Crítica ao 'seguríssimo' político do sistema corrupto na segunda volta das eleições presidenciais
Crítica ao 'seguríssimo' político do sistema corrupto na segunda volta das eleições presidenciais

Crítica ao ‘segurismo’ político do sistema corrupto na segunda volta das eleições presidenciais. Para a segunda volta das eleições presidenciais entre venturismo e socialismo a crítica impõe-se, não por gosto de atacar, mas por dever de lucidez. O que se viu nestas eleições não foi pluralismo, foi reciclagem. Os candidatos afastados da segunda volta pertencem quase todos, sem excepção, ao mesmo sistema gasto, fechado sobre si próprio, que governa Portugal há décadas por alternância simulada, especialmente o PS,  PSD,  CDS,  PCP. À esquerda e à direita, muda a linguagem, mas não muda a essência. É o mesmo poder, a mesma rede, a mesma lógica de sobrevivência política.

Nenhum deles manda no voto dos portugueses. Quem neles votou não assinou um contrato vitalício com os ex. Candidatos derrotados. Hoje os eleitores pode escolher não votar, pode votar em branco, pode votar em quem quiser. O voto é livre, e a consciência não se herda nem se disciplina por aparelhos partidários. São 7 candidaturas, 7 votos possíveis, incapazes de alterar um rumo que se mantém bloqueado por dentro.

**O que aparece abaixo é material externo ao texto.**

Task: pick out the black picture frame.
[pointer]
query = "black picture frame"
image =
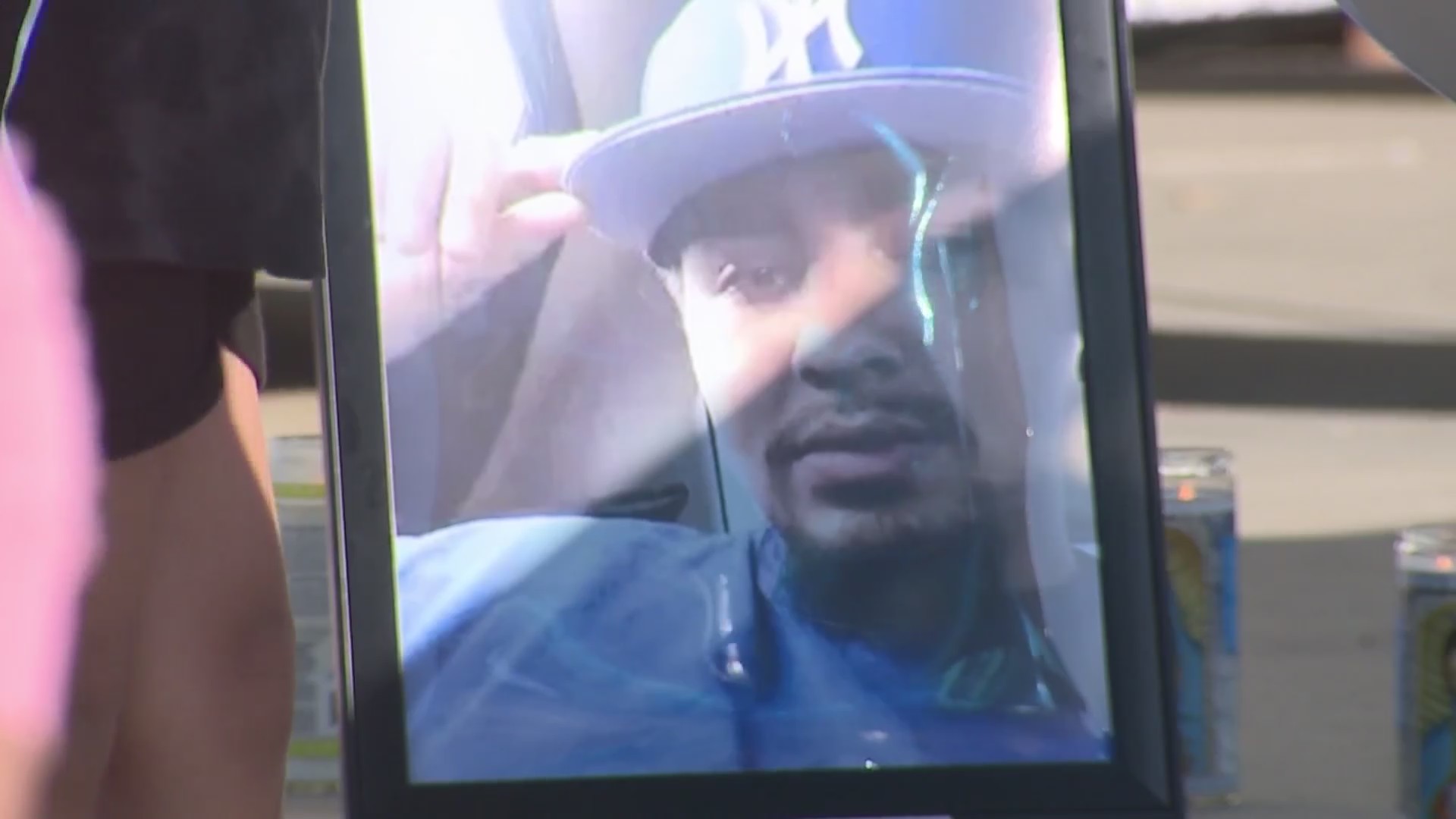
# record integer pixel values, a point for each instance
(1142, 780)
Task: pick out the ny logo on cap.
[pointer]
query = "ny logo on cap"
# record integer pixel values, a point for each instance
(801, 38)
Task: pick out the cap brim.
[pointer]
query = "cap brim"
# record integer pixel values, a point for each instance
(1421, 34)
(634, 178)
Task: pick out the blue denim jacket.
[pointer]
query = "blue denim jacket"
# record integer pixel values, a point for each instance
(548, 648)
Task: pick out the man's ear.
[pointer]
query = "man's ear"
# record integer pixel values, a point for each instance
(672, 280)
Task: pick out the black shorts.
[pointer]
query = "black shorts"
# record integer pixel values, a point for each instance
(182, 140)
(158, 334)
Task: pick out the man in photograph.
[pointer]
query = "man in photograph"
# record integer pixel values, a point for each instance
(820, 210)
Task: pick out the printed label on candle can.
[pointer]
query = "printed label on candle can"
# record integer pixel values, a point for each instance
(1201, 548)
(1427, 695)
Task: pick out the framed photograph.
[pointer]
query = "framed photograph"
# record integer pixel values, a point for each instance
(740, 409)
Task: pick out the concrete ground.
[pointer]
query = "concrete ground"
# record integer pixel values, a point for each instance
(1302, 297)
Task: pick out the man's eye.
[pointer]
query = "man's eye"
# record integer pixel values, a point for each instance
(756, 283)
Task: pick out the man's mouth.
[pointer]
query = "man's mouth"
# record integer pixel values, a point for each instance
(873, 450)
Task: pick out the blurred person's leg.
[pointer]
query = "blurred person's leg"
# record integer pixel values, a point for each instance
(182, 140)
(182, 694)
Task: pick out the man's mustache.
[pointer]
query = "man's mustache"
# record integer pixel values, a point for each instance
(868, 422)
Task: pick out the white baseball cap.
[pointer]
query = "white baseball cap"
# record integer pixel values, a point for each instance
(733, 85)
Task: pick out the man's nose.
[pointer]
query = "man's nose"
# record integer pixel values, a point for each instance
(845, 359)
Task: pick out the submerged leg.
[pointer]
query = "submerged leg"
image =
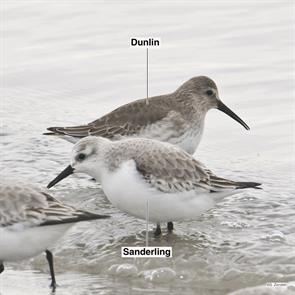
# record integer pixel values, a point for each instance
(170, 226)
(158, 231)
(49, 258)
(1, 267)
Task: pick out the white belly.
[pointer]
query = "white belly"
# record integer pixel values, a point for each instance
(126, 190)
(26, 243)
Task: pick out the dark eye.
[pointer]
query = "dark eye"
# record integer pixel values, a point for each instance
(81, 157)
(209, 92)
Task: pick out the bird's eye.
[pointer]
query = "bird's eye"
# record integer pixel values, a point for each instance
(81, 157)
(209, 92)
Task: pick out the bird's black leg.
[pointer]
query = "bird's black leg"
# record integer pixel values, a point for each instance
(49, 258)
(170, 226)
(158, 230)
(1, 267)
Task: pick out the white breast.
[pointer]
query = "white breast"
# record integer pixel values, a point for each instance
(126, 189)
(28, 242)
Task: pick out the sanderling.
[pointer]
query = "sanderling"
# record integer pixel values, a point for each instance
(31, 220)
(177, 118)
(134, 171)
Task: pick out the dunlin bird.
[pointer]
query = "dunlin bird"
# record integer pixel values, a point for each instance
(134, 171)
(31, 220)
(177, 118)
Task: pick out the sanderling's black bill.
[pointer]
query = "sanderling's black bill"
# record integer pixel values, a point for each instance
(65, 173)
(222, 107)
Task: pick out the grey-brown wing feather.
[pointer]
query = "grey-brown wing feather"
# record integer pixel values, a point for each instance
(126, 120)
(174, 170)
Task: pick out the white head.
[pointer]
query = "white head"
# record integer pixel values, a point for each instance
(204, 94)
(87, 157)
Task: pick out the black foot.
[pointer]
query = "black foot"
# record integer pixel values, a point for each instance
(1, 267)
(170, 226)
(49, 258)
(158, 231)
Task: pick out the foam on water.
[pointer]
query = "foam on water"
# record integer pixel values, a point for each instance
(70, 62)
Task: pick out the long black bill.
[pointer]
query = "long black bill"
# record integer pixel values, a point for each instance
(65, 173)
(222, 107)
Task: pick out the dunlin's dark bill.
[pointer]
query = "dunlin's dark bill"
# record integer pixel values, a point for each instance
(135, 171)
(31, 220)
(177, 118)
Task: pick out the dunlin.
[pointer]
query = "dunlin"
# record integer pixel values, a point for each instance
(31, 220)
(134, 171)
(177, 118)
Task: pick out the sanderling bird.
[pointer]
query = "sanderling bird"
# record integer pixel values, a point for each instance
(177, 118)
(31, 220)
(134, 171)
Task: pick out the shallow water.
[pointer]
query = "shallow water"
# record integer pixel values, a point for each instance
(69, 62)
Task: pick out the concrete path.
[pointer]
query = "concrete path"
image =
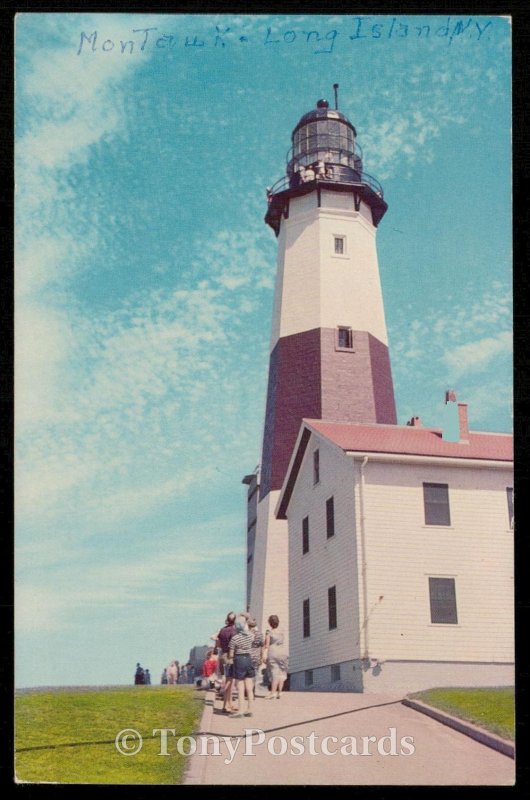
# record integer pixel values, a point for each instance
(432, 755)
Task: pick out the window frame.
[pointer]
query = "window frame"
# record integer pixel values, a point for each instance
(339, 237)
(431, 505)
(509, 499)
(332, 608)
(432, 599)
(348, 347)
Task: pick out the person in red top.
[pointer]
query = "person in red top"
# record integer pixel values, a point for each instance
(222, 645)
(209, 667)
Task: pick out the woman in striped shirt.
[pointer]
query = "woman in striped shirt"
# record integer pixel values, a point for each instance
(240, 650)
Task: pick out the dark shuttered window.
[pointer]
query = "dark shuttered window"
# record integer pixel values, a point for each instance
(436, 503)
(509, 497)
(330, 518)
(306, 619)
(305, 535)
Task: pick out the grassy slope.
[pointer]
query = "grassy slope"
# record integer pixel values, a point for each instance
(490, 708)
(64, 716)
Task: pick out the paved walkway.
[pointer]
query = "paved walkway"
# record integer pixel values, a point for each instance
(298, 724)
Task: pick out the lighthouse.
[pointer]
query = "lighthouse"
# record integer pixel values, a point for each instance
(329, 355)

É manifestamente vergonhoso Luís Marques Mendes apoiar António José Seguro,  mais uma vez se demonstra um sistema podre, não querem perder o poder, não querem perder a mama do sistema, ora mama um, ora mama outro!

Podem todos convergir para o socialismo ou para o ‘segurismo’, mas isso não apaga a memória. O ‘segurismo’ governou com António Guterres e com António Costa, e o país saiu mais endividado, mais dependente e mais desigual e o ‘segurismo’ nunca se destacou, aliás foi posto fora e aparece agora nestas eleições como o salvador da Pátria! António José Seguro aparece agora como salvador tardio, depois de afastado do próprio partido, como se a história pudesse ser apagada a cada eleição.

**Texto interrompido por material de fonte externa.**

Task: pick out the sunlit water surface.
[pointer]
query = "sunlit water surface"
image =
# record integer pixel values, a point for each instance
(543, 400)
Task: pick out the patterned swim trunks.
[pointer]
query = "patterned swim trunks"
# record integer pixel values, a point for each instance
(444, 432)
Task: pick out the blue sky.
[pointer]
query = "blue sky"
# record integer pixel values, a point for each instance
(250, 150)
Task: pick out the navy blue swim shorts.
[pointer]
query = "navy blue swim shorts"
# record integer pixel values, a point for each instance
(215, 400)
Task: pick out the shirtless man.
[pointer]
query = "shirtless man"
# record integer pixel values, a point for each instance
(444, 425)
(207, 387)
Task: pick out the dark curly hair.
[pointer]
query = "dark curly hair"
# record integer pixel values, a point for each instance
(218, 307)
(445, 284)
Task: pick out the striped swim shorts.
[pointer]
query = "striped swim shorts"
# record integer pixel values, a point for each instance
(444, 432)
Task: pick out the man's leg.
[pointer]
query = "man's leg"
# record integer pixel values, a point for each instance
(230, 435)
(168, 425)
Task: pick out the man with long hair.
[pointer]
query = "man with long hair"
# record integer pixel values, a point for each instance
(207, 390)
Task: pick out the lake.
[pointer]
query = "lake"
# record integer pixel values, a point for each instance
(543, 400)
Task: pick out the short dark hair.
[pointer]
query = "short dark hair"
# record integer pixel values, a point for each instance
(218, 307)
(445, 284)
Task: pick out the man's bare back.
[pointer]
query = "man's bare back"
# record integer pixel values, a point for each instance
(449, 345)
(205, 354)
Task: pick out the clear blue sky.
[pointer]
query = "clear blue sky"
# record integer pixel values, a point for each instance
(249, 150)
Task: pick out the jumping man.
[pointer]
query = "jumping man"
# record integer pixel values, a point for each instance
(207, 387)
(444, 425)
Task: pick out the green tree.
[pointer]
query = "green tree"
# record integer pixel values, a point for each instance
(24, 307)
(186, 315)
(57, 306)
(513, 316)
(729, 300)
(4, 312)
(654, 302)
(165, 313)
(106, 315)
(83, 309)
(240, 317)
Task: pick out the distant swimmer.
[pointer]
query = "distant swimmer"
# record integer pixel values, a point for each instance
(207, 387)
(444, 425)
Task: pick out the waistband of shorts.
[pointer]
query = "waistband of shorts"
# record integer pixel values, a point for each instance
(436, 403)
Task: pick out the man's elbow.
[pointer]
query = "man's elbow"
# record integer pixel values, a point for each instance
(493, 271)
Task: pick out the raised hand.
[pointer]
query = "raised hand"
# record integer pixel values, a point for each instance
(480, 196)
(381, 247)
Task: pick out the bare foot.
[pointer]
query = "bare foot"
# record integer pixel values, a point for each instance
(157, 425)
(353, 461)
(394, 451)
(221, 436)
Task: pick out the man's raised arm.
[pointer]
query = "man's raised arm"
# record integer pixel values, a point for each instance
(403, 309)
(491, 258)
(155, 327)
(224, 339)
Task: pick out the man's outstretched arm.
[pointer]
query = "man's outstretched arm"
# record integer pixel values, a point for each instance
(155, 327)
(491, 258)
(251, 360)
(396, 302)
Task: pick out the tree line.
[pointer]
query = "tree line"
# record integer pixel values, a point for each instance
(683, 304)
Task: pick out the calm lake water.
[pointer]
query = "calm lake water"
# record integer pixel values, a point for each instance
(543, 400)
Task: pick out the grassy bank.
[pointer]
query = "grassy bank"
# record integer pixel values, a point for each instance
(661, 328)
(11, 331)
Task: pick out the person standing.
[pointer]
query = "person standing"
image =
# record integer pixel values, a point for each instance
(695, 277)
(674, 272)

O PSD confirma aquilo que sempre foi. Com Marques Mendes, revela-se como um PS 2, parte integrante do mesmo sistema, alimentado da mesma mama desde o 25 de Abril de 1974. Alternaram no poder, repartiram cargos, protegeram-se mutuamente, e deixaram o país esmagado por impostos e com serviços públicos degradados. Isto não é apenas uma opinião pessoal. É o sentimento de milhares de portugueses cansados dos mesmos nomes, dos mesmos jogos e das mesmas promessas ocas.

Há, porém, um momento de escolha. A possibilidade de mudar Portugal sem medo e sem tutela. Um Portugal seguro, não de aventuras cegas, mas de ruptura clara com o sistema instalado. Para muitos, André Ventura na Presidência da República representa essa hipótese de confronto directo com uma gestão de país que vive de impostos excessivos e de irresponsabilidade política.

Fora do sistema envenenado que junta PS, PSD, CDS e PCP numa teia antiga de interesses. O futuro não se constrói com os mesmos alicerces gastos. Constrói-se com coragem, com verdade e com exigência. 

Para os jovens que precisam de horizonte.

Para os velhos que merecem dignidade. O país pode elevar o nível de vida e recuperar o respeito por si próprio, se tiver a coragem de romper com o que sempre foi feito.